Il marche dans l'ombre

Des pas qui mesurent l'espace

Signes mouvants du corps qui avance »

Cette marche est une quête, celle d'un horizon où le temps (donc le visible) s'effacerait

« Loin de tout foyer

Toujours le chemin sans fin

Des pas qui s'en vont

Au devant du marcheur

Et de ces paysages

Qui se défont

[...]

Dans l'épuisement des images? »

Mais la quête du marcheur échoue toujours, et l'apparente linéarité de sa progression s'avère circulaire

« le cercle se referme

Sur les pas du marcheur

Il entend la nuit monter

Sur toutes ces ombres »

L'invisible lui demeure étranger 

« Il attendait un pas

qui ne vint

jamais »

« jamais les pas du marcheur

Ne se réconcilieront avec l'horizon »

L'art ni la poésie ne sauront échapper totalement au cadastre du temps.
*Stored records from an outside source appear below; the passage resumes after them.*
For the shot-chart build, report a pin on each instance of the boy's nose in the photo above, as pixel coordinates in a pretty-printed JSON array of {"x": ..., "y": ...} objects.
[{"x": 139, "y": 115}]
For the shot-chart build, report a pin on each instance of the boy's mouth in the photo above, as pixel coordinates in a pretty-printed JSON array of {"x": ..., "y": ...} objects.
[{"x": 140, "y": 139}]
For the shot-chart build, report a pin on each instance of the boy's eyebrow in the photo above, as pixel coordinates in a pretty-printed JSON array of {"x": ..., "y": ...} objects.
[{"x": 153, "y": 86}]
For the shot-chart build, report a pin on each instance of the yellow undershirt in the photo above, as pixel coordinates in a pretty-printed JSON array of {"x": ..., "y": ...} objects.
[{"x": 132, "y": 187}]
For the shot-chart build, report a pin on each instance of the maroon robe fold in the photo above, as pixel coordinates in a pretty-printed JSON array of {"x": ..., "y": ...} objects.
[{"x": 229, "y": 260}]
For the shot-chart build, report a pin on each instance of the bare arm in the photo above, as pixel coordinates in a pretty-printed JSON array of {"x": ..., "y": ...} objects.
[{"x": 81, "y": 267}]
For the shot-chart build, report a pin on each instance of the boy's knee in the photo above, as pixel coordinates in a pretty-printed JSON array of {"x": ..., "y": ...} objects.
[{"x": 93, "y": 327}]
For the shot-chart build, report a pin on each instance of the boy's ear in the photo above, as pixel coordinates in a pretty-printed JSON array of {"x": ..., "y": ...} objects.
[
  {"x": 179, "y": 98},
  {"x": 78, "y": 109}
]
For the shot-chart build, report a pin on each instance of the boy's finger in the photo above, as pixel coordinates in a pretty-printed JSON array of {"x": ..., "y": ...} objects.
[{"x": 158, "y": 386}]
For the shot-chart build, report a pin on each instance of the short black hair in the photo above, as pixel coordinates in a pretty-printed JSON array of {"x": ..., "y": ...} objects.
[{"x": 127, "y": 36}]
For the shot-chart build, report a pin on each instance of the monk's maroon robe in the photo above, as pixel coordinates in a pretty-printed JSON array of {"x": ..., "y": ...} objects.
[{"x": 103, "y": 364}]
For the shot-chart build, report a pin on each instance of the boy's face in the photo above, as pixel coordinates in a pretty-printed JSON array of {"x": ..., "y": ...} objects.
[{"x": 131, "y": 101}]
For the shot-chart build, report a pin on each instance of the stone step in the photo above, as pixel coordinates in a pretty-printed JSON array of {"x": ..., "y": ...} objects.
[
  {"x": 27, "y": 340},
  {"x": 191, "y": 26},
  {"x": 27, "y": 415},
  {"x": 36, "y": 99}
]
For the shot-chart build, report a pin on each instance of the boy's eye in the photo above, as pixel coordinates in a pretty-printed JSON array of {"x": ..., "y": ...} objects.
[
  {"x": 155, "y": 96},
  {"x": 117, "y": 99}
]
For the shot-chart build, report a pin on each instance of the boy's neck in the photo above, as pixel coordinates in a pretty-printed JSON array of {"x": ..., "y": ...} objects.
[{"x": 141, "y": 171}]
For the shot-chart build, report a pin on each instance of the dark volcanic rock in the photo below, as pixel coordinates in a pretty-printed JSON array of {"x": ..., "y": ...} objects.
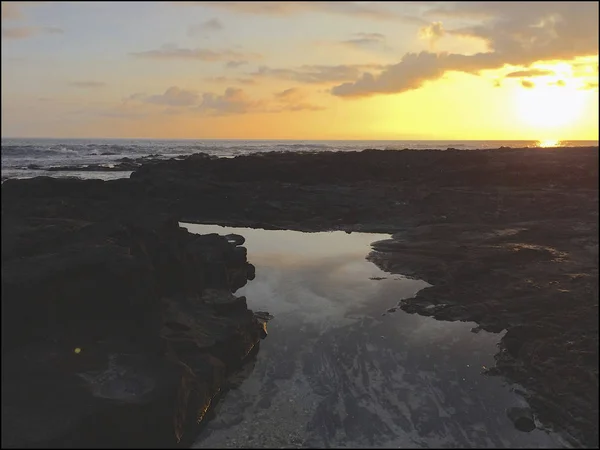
[
  {"x": 115, "y": 333},
  {"x": 508, "y": 238}
]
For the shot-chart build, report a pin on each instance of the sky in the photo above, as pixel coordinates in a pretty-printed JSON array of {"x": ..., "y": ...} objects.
[{"x": 300, "y": 70}]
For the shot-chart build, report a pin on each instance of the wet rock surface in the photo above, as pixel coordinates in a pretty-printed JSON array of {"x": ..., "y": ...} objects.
[
  {"x": 116, "y": 332},
  {"x": 508, "y": 239}
]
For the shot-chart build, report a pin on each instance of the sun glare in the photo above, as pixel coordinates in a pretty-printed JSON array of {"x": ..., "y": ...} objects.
[
  {"x": 549, "y": 143},
  {"x": 544, "y": 107}
]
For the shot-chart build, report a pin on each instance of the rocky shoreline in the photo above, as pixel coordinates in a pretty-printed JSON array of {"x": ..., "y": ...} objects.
[{"x": 508, "y": 239}]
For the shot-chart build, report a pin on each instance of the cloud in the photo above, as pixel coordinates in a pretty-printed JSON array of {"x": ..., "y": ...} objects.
[
  {"x": 365, "y": 40},
  {"x": 366, "y": 11},
  {"x": 228, "y": 80},
  {"x": 25, "y": 32},
  {"x": 315, "y": 74},
  {"x": 87, "y": 84},
  {"x": 235, "y": 64},
  {"x": 174, "y": 96},
  {"x": 530, "y": 73},
  {"x": 172, "y": 52},
  {"x": 294, "y": 99},
  {"x": 517, "y": 33},
  {"x": 208, "y": 26},
  {"x": 432, "y": 33},
  {"x": 527, "y": 84},
  {"x": 560, "y": 83},
  {"x": 233, "y": 101},
  {"x": 11, "y": 11}
]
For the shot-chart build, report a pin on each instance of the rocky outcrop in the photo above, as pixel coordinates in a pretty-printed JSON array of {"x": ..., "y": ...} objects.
[
  {"x": 507, "y": 237},
  {"x": 117, "y": 332}
]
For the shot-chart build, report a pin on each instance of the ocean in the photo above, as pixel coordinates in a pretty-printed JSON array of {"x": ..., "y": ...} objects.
[{"x": 26, "y": 158}]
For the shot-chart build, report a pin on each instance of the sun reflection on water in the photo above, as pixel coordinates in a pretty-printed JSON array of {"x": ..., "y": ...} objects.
[{"x": 549, "y": 143}]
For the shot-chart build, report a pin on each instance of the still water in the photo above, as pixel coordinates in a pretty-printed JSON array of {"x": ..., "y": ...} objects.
[{"x": 338, "y": 370}]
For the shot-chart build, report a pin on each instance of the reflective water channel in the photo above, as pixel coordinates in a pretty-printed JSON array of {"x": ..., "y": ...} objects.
[{"x": 337, "y": 370}]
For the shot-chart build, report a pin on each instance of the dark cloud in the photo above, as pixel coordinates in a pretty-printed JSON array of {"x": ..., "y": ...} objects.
[
  {"x": 208, "y": 26},
  {"x": 172, "y": 52},
  {"x": 26, "y": 32},
  {"x": 527, "y": 84},
  {"x": 530, "y": 73},
  {"x": 516, "y": 33},
  {"x": 87, "y": 84}
]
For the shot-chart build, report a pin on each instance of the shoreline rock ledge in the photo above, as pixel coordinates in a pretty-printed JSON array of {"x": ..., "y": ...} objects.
[{"x": 117, "y": 332}]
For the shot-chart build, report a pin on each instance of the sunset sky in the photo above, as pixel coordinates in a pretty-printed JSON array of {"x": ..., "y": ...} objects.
[{"x": 300, "y": 70}]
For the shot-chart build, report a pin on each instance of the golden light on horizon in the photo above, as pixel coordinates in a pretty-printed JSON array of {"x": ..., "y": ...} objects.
[
  {"x": 548, "y": 107},
  {"x": 548, "y": 143}
]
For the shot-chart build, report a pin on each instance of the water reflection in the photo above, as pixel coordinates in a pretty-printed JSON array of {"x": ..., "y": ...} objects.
[{"x": 336, "y": 372}]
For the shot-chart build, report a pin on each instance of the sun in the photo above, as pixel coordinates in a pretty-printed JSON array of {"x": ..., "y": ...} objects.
[{"x": 548, "y": 107}]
Pourtant il y a des saisons, traversières comme des flûtes que la seconde partie du recueil explore et qui permettent, comme des gués, de traverser (quelques instants d'éternité) le fleuve de Caron. Le rythme de l'écriture accompagne le changement de lumière. En alternance avec les poèmes tendus, où la géométrie du langage semble fuir l'adjectif et sa chair tentatrice, on trouve désormais de courtes proses vivantes, associées à des souvenirs concrets, souvent venus de l'enfance alsacienne. « Retrouver dans l'odeur de feuilles humides et de marrons luisants les souvenirs de mes forêts d'enfance. Il faut parler dans le vent et la pluie pour voir se dénouer vos visages sur le grand parcours de nos innocences sauvages ». Les forêts (les clairières surtout), les œuvres des artistes amis (le peintre Brandy, le sculpteur Bertrand Ney), le corps des femmes permettent d'amadouer le temps, de donner sens à sa fuite en la pétrifiant dans le filet du rythme.

« Le monde nouveau que tu inventes

Au défi de ton horizon

s'étoile déjà des constellations

De tes lignes formes et couleurs

Entre œil et l'univers

Seuil à franchir

Loin très loin des ombres longues »

(poème dédié à Brandy) 

Il faut parfois savoir « Laisser aboyer la mort/ pour que s'éclaire le regard » (quand on connaît la phobie des chiens de Joseph-Paul Schneider l'image ne présente pas la mort comme une menace anodine !).

Pourtant la tonalité d'ensemble de cette œuvre posthume du grand poète alsacien est sombre, la nuit l'emporte en définitive et l'inquiétude qui l'a toujours tenaillé face au monde me semble cette fois l'emporter sur l'espoir d'une transcendance, même si le dernier poème du recueil affirme le contraire.